In a gas turbine combustion chamber, fuel is burned typically at an excess air level of about 200% (the amount of oxygen available in the combustion air compared to that which is needed for complete oxidation of the fuel). This means that about one third of the oxygen available is used and converted to carbon dioxide and water while about 2/3ds just passes through (i.e of the 21% oxygen in air, about 6-7% is “consumed” and about 14 -15% passes through unused). In coal-fired plants the excess air levels are usually only about 25% which leads to about 15 -16% of the incoming 21% oxygen being consumed with about 5% passing through. The amount of oxygen actually consumed depends on the fuel composition and the oxygen demands of the elements which are oxidised during the combustion process. Carbon, hydrogen and sulphur (giving CO2, H2O and SO2) are the main oxygen consumers. All the other constituents of air pass through – heated up of course – but otherwise unchanged.

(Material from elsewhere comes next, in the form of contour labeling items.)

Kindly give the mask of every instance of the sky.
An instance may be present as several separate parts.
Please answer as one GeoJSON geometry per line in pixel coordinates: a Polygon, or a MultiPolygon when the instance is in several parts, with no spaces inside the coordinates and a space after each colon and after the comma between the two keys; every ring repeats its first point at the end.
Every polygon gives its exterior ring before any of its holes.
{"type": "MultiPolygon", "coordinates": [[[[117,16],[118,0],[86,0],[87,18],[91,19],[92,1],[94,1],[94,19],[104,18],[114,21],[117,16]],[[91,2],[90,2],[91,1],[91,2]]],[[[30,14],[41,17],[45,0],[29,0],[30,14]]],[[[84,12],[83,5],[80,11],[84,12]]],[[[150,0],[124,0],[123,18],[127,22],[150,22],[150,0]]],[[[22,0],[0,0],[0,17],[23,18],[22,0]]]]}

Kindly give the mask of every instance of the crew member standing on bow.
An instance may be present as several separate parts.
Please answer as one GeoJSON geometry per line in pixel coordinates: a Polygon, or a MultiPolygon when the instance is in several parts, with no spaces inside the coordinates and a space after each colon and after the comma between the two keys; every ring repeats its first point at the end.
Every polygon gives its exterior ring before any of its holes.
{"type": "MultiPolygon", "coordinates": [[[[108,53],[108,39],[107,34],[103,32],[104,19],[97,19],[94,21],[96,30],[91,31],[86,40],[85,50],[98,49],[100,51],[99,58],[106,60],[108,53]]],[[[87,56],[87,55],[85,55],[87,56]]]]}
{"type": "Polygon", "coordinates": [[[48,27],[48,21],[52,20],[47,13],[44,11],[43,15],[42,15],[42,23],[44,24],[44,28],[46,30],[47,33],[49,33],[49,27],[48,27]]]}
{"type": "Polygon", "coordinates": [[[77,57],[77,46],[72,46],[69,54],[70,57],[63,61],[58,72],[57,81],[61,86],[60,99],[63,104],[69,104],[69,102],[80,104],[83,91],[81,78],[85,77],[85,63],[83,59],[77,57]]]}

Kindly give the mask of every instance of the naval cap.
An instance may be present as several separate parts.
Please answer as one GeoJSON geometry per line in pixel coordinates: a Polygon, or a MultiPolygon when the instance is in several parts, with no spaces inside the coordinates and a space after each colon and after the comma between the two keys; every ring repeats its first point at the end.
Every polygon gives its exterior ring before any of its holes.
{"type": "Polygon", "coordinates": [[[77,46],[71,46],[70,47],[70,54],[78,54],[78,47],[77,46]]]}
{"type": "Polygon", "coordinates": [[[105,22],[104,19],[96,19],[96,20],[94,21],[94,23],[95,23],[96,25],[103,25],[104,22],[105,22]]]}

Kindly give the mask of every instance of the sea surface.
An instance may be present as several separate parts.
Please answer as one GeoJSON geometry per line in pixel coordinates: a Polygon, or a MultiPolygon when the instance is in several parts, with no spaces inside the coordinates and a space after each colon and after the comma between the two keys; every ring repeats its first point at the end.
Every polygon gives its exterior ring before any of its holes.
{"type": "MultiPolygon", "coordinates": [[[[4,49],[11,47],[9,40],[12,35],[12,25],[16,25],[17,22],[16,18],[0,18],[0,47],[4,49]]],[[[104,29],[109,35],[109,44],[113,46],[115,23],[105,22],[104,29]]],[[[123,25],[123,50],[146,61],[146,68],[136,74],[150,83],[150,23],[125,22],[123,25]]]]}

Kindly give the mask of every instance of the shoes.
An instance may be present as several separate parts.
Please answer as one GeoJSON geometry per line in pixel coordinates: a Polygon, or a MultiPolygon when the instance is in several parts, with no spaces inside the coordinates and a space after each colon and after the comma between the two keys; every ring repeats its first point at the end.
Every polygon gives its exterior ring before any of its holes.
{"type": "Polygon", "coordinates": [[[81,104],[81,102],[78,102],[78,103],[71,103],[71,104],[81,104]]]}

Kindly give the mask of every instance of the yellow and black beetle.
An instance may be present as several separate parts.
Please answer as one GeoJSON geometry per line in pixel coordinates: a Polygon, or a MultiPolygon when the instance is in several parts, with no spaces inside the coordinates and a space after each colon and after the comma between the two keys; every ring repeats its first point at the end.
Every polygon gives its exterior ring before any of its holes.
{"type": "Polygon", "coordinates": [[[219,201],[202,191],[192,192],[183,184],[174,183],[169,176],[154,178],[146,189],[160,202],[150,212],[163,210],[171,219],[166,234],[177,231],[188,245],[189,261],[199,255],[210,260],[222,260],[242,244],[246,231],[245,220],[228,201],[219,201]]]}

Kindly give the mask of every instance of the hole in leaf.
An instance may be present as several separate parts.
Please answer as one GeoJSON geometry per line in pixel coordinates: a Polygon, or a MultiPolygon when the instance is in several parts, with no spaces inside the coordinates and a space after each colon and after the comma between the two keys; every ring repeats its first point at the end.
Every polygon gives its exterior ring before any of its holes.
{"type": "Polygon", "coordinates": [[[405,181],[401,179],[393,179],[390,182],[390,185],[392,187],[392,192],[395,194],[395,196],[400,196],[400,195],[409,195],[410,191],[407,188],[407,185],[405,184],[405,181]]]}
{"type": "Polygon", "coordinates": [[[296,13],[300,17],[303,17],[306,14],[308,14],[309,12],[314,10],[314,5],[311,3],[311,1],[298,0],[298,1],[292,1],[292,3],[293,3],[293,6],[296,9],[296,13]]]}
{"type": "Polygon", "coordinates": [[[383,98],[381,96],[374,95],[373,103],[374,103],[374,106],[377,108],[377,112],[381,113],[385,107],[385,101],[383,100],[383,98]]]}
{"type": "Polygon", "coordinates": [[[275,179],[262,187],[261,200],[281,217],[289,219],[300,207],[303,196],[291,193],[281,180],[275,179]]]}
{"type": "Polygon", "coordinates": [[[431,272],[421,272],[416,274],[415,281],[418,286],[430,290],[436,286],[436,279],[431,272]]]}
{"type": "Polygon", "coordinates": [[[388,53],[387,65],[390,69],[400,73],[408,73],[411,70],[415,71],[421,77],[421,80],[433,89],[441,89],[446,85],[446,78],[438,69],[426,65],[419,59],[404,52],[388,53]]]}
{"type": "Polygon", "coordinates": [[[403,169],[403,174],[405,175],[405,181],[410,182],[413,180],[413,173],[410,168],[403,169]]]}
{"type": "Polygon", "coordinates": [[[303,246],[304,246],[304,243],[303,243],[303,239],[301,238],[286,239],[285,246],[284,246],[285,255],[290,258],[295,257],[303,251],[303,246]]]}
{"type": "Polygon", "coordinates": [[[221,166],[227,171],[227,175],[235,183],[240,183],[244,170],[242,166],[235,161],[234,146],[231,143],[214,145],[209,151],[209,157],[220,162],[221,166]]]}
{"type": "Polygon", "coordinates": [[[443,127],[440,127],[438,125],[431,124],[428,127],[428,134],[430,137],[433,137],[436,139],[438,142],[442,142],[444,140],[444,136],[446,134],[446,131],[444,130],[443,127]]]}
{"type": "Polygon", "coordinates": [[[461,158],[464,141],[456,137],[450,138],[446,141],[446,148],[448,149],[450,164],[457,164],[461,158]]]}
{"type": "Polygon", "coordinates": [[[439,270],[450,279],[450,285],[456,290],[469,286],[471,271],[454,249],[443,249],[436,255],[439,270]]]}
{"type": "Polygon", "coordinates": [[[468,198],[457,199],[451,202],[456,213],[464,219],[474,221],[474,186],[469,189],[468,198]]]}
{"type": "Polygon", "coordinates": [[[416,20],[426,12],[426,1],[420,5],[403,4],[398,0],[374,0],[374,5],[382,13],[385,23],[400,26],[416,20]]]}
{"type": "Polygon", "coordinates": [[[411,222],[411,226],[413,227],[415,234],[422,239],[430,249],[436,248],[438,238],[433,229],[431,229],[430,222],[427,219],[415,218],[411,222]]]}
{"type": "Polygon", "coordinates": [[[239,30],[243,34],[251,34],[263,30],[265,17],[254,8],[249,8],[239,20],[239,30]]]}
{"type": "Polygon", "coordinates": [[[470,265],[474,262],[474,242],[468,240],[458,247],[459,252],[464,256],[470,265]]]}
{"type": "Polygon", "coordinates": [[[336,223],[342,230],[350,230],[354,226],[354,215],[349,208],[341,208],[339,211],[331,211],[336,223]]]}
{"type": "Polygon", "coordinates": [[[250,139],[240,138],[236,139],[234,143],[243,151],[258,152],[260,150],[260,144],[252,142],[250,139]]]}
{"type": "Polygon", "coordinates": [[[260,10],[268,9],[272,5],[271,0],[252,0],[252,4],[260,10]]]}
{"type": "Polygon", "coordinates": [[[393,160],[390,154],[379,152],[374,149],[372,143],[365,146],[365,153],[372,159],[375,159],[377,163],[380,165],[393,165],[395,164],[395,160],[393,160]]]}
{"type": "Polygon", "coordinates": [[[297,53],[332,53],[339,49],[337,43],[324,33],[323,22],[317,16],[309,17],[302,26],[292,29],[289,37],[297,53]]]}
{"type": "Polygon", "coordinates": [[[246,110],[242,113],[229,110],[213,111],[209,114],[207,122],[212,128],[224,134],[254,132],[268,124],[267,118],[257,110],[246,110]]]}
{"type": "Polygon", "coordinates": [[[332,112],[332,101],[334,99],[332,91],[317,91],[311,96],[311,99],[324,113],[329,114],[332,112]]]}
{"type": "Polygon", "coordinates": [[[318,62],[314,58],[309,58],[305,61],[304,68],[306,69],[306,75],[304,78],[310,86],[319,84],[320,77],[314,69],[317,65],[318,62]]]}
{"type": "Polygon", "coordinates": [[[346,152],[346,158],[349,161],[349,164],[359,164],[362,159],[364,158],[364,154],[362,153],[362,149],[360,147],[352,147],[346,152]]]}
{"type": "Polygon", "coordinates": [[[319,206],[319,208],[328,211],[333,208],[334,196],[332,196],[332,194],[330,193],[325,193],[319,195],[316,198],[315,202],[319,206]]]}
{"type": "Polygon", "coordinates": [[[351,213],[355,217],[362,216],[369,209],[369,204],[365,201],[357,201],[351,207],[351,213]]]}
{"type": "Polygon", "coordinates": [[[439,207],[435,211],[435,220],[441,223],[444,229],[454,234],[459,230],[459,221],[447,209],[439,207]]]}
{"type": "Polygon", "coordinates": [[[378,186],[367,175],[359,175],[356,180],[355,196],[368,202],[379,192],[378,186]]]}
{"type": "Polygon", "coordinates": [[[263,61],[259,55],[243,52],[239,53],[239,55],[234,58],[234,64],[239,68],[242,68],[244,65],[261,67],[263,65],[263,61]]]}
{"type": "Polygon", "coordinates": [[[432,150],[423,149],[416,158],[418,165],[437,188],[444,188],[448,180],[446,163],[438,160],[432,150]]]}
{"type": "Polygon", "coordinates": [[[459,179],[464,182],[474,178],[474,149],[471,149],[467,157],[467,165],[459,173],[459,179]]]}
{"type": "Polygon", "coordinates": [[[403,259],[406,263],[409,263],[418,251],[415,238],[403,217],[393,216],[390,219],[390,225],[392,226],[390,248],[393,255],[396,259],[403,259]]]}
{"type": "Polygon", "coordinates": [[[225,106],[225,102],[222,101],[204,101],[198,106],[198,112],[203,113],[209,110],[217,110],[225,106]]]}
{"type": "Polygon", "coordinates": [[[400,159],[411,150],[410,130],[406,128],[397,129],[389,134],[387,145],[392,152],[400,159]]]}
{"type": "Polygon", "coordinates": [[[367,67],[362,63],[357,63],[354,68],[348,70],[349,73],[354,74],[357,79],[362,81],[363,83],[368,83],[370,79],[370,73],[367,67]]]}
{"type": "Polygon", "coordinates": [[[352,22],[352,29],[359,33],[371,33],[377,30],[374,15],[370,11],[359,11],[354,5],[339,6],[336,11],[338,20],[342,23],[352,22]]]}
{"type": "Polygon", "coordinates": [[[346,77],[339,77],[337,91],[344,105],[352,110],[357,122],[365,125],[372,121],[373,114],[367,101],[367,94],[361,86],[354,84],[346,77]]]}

Minute quantities of the fuel- nitrogen and the nitrogen in the incoming air can – depending upon the combustion temperature – be “fixed” to create the nitrogen oxides – nitrous oxide (N2O) and nitrogen dioxide (N2O). The higher the combustion temperature the greater the “fixing”. Too low a combustion temperature – for example with very wet fuels and bio-mass – can give “incomplete combustion” with some carbon monoxide (CO) and even some dioxins and hydrocarbons with a particularly poor combustion process. Internal combustion petrol engines essentially run at stoichiometric conditions (zero excess air) and there is no oxygen in the exhaust. However combustion is never quite complete and around 1% carbon monoxide is usually present (which is why suicide by exhaust fumes becomes possible). Diesel engines on the other hand have 10% oxygen in the exhaust when idling and this reduces to 1 or 2% when fully loaded.

All fuels essentially contain carbon and hydrogen as the main energy releasing elements when oxidised. Most industrial combustion processes happen fast and speed of combustion – which is desirable for complete combustion – has to be tempered by the need to keep temperatures at levels which can be handled by the materials used. The human use of the same elements of carbon and hydrogen for the release of energy however is by a relatively slow oxidation processes. Not all the water produced leaves the human body with our expelled breath since some part of it leaves in liquid form with urine. But from the composition of the waste gas we breathe out it seems that the carbon/hydrogen ratios in our food intake cannot be so very different to the natural gas burned in gas turbines (and not very surprising considering that plant-life is the ultimate source of both).

exhaust gas compositions

 

Since human exhaust gases emit the same concentration of carbon dioxide as gas turbine, combined cycle power plant perhaps we should penalise every human as well?